The drug companies are responsible for setting those prices and reap most of the profits from them, Kasia Lipska, an endocrinologist at the Yale School of Medicine, testified at the same subcommittee. And it’s the drug companies that have to bring the costs down, she said.
It’s not to say that today’s insulin is exactly the same as the one Banting and Best produced. For decades, thanks to the technological and scientific wizardry of the pharmaceutical industry, it has no longer been made from the pancreas tissue of slaughtered cows and pigs, says the diabetes researcher Bernard Zinman, professor of medicine at U of T and senior scientist at the Lunenfeld-Tanenbaum Research Institute at Mount Sinai Hospital.
Instead, it is grown in a lab from the human insulin gene combined with the genetic material of a micro-organism and then harvested. A subset of these human insulins, called analog insulins, are genetically altered to make them work in slightly different ways. They’re more expensive.
But the result is limitless insulin. This is not a problem of short global supply pushing prices higher.
“Now, we can make as much insulin as we want,” Zinman says, adding: “I think the price of insulin should be decreasing.”
In Canada, prices are controlled by the Patented Medicine Prices Review Board. But there’s no call to be smug. Mina Tadrous of U of T’s Leslie Dan Faculty of Pharmacy said some of his patients are also rationing insulin because of cost. It’s scary.

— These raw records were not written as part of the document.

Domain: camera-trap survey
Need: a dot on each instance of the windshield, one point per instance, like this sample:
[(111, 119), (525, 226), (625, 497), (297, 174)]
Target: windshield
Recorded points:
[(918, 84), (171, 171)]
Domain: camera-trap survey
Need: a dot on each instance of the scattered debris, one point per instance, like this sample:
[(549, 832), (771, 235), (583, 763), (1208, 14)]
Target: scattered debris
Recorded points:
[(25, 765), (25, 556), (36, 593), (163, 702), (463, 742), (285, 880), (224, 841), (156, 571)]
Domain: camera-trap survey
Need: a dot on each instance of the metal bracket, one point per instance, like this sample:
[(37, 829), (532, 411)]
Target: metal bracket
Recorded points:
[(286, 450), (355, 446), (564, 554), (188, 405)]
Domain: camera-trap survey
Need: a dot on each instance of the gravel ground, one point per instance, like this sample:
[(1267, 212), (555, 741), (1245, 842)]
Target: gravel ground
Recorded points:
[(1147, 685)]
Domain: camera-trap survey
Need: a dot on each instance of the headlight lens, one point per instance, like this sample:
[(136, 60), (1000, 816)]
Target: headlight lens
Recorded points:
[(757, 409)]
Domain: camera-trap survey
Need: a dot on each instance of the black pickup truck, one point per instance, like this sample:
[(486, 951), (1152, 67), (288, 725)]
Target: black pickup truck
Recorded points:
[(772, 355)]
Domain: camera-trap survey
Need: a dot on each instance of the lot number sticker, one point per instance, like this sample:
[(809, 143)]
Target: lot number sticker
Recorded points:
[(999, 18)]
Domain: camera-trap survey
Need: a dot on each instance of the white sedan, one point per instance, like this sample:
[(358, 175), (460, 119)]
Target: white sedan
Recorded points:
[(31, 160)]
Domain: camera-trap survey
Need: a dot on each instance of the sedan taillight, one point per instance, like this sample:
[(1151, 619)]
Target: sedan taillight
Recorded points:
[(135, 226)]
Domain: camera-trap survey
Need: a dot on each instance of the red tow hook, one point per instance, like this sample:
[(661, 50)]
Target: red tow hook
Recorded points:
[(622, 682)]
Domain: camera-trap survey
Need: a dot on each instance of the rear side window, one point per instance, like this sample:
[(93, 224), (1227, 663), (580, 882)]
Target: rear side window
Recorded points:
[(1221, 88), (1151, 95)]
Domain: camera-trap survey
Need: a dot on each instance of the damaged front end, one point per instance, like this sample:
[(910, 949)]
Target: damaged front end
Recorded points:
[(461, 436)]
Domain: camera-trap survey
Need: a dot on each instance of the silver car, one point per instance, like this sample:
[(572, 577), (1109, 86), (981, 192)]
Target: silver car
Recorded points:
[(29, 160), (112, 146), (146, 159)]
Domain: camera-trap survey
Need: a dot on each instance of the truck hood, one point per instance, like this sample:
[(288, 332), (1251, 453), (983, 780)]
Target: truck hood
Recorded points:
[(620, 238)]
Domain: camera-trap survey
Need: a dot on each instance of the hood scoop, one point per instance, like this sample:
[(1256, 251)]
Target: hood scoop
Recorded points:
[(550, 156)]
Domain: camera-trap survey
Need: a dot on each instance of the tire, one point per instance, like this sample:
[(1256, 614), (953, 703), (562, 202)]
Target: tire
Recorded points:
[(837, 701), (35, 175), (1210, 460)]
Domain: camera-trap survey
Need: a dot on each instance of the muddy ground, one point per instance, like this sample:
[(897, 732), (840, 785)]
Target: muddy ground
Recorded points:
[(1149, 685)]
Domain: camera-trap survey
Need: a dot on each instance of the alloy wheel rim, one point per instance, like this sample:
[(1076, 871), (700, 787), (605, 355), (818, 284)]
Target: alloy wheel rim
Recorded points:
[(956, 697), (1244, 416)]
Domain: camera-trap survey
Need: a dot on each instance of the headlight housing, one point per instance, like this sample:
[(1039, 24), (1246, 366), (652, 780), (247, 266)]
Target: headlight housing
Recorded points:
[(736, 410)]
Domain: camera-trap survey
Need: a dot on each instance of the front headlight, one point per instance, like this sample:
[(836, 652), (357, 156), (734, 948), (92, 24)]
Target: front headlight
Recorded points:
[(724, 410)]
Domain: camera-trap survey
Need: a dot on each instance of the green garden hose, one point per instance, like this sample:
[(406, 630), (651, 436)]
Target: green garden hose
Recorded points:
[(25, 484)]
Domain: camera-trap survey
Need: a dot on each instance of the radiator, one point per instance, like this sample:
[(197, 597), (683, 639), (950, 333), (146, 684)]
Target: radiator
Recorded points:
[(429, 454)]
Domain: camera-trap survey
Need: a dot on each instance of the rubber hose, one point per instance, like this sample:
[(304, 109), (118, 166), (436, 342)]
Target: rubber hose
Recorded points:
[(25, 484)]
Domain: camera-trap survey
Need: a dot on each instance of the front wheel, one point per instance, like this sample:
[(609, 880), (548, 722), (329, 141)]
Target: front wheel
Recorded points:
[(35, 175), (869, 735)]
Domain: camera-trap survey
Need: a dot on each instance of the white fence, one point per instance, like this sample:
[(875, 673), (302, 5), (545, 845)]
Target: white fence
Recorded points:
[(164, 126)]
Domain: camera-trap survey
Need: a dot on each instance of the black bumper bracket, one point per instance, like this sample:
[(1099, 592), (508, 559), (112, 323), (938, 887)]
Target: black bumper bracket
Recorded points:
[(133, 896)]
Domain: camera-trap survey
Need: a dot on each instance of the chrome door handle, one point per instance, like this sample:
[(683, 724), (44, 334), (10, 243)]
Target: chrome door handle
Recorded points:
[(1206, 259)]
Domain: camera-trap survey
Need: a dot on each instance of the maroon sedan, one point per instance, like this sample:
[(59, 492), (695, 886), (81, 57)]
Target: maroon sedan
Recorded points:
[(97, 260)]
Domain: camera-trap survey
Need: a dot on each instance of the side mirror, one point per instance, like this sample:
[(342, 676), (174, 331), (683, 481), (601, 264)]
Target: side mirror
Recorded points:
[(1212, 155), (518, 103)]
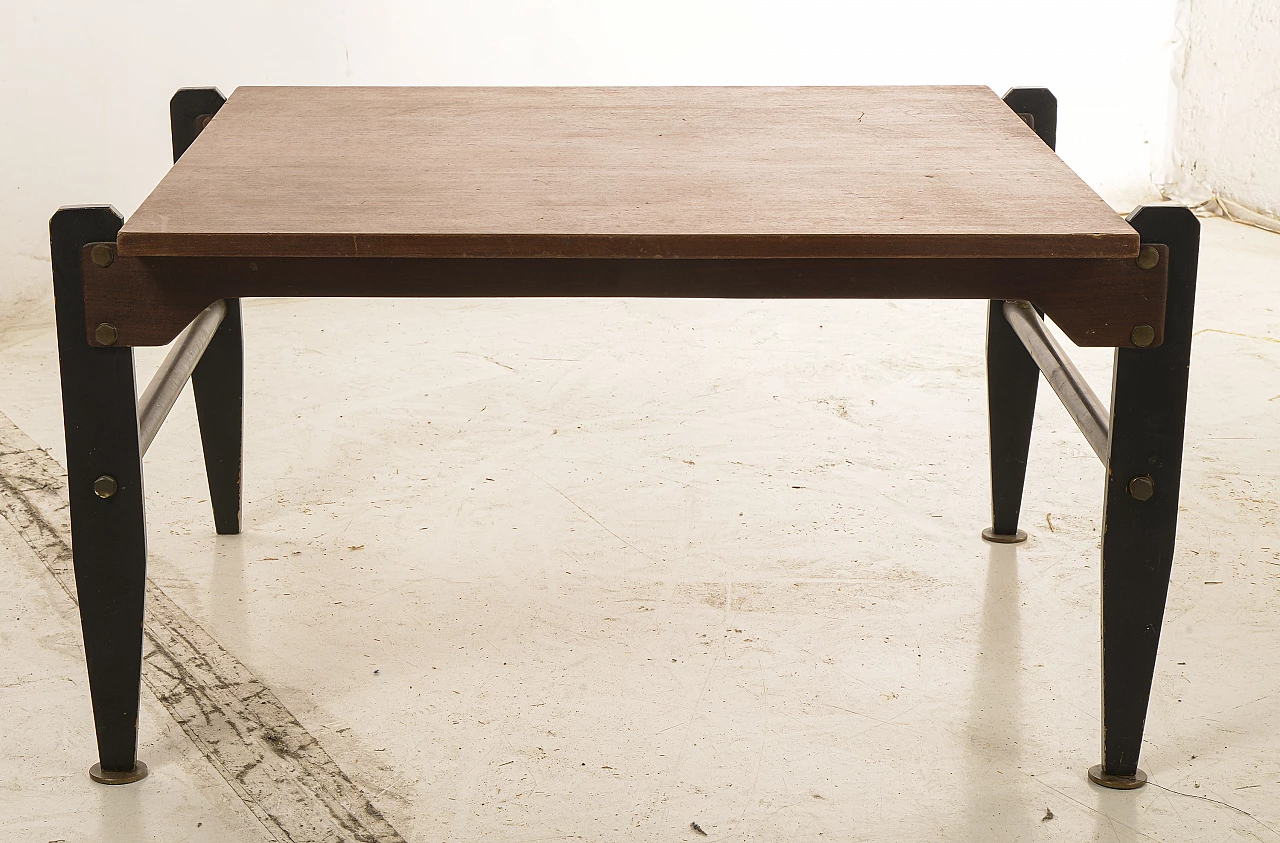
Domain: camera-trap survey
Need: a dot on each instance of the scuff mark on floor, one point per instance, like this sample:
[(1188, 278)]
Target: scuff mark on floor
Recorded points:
[(275, 766)]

“Even though we can look at the U.S. and say, ‘Oh, at least we’re not as bad as them!’ we still have an issue,” he says. “These drugs can still add up, especially if someone is paying out of pocket for them.”

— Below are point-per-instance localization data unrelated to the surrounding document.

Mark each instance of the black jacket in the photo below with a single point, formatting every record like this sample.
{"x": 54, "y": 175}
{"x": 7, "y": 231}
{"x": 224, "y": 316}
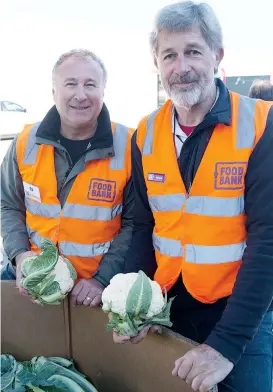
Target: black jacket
{"x": 253, "y": 291}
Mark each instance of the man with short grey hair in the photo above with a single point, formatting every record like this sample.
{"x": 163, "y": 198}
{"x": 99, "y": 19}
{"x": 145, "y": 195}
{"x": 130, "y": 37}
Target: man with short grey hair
{"x": 68, "y": 179}
{"x": 203, "y": 223}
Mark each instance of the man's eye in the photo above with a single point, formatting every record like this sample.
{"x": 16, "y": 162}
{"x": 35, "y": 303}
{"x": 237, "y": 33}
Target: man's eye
{"x": 194, "y": 52}
{"x": 169, "y": 56}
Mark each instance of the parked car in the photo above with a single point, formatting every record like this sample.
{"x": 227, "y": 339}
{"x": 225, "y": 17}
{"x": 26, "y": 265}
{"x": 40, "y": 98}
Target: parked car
{"x": 13, "y": 117}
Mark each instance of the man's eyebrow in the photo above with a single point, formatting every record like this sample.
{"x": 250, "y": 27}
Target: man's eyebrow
{"x": 168, "y": 50}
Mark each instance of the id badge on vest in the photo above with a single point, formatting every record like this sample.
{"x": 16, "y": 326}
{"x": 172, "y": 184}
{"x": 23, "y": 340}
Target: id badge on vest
{"x": 32, "y": 192}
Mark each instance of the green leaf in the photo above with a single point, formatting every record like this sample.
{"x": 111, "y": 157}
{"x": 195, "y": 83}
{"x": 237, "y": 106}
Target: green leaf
{"x": 9, "y": 380}
{"x": 44, "y": 262}
{"x": 140, "y": 296}
{"x": 73, "y": 272}
{"x": 36, "y": 268}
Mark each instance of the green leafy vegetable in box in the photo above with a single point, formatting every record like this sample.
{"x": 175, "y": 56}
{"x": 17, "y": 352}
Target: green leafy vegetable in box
{"x": 53, "y": 374}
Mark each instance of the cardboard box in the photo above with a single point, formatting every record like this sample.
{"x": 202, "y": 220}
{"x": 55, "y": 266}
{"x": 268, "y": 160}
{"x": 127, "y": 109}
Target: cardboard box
{"x": 29, "y": 330}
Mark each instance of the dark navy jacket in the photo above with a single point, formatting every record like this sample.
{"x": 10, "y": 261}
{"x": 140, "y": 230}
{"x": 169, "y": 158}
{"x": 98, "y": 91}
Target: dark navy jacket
{"x": 234, "y": 320}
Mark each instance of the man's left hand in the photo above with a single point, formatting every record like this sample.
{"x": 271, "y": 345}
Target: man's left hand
{"x": 87, "y": 292}
{"x": 202, "y": 368}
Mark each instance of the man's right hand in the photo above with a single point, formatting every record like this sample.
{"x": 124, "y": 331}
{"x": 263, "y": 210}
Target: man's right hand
{"x": 136, "y": 339}
{"x": 18, "y": 260}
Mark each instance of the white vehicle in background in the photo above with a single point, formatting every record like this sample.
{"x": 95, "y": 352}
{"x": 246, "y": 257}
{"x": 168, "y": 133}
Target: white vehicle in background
{"x": 13, "y": 117}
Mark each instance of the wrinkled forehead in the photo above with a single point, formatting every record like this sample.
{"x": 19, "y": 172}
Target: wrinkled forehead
{"x": 79, "y": 69}
{"x": 179, "y": 40}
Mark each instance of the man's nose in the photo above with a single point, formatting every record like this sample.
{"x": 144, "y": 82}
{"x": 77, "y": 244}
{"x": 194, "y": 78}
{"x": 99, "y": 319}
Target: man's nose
{"x": 80, "y": 94}
{"x": 182, "y": 66}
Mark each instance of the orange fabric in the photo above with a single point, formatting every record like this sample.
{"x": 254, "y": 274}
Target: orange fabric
{"x": 62, "y": 229}
{"x": 205, "y": 282}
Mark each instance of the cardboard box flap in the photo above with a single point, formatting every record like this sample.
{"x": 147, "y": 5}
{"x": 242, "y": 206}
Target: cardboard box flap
{"x": 29, "y": 330}
{"x": 145, "y": 367}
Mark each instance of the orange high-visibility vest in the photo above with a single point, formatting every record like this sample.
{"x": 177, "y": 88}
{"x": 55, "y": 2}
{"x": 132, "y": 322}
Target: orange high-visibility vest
{"x": 200, "y": 235}
{"x": 91, "y": 216}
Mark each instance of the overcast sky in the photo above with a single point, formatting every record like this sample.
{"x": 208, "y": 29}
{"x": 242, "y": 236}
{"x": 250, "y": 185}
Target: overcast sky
{"x": 35, "y": 32}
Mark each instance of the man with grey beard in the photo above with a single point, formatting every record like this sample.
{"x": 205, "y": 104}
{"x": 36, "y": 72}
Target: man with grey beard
{"x": 203, "y": 221}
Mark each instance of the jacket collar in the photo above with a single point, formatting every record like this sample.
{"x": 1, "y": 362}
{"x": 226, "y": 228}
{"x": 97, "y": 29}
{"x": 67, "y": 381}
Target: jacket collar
{"x": 221, "y": 111}
{"x": 49, "y": 130}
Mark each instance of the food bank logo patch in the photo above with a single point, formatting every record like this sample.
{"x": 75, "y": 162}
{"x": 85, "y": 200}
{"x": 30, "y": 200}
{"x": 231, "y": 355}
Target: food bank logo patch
{"x": 102, "y": 190}
{"x": 229, "y": 175}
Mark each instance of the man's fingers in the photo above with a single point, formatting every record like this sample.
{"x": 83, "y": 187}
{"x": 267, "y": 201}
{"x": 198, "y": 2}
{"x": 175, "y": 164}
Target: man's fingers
{"x": 177, "y": 365}
{"x": 120, "y": 339}
{"x": 75, "y": 292}
{"x": 96, "y": 301}
{"x": 185, "y": 368}
{"x": 142, "y": 334}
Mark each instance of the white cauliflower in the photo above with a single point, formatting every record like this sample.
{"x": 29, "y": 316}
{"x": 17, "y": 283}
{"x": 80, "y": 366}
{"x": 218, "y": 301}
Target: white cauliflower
{"x": 133, "y": 301}
{"x": 115, "y": 295}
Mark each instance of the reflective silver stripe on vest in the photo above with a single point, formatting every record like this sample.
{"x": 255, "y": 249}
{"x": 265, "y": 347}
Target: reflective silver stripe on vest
{"x": 165, "y": 203}
{"x": 47, "y": 210}
{"x": 34, "y": 237}
{"x": 79, "y": 211}
{"x": 199, "y": 254}
{"x": 167, "y": 246}
{"x": 83, "y": 250}
{"x": 246, "y": 123}
{"x": 32, "y": 148}
{"x": 199, "y": 205}
{"x": 215, "y": 206}
{"x": 120, "y": 139}
{"x": 148, "y": 142}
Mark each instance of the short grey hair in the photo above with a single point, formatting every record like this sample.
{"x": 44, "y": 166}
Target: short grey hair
{"x": 182, "y": 16}
{"x": 81, "y": 54}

Tadrous, who is also an investigator with the Ontario Drug Policy Research Network, says he’s concerned at how long the newer, more complex types of human insulin are protected by multiple patents, sometimes down to the molecule. It keeps costs high not just for individuals, but also for the public system.
“These drugs have basically monopolies in the market with no end in sight,” he says.
What would Banting say? He died in 1941 in a plane crash on a wartime mission. His co-discoverer, Charles Best, lived until 1978, refusing to cash in on his fame by moving to the U.S., said his grand-daughter Mairi Best. She is an eminent ocean scientist and an international senior adviser on earth-ocean science, based in Sudbury, Ont. She was 12 when he died.
Instead, Best stayed at U of T building the medical research department that still bears his name and Banting’s, cheering as he watched the public health system evolve.
What would Best say to the need for insulin caravans?
“I heard that and I thought: Grampy would be so disappointed,” Mairi Best says, adding: “That was not why they did this.”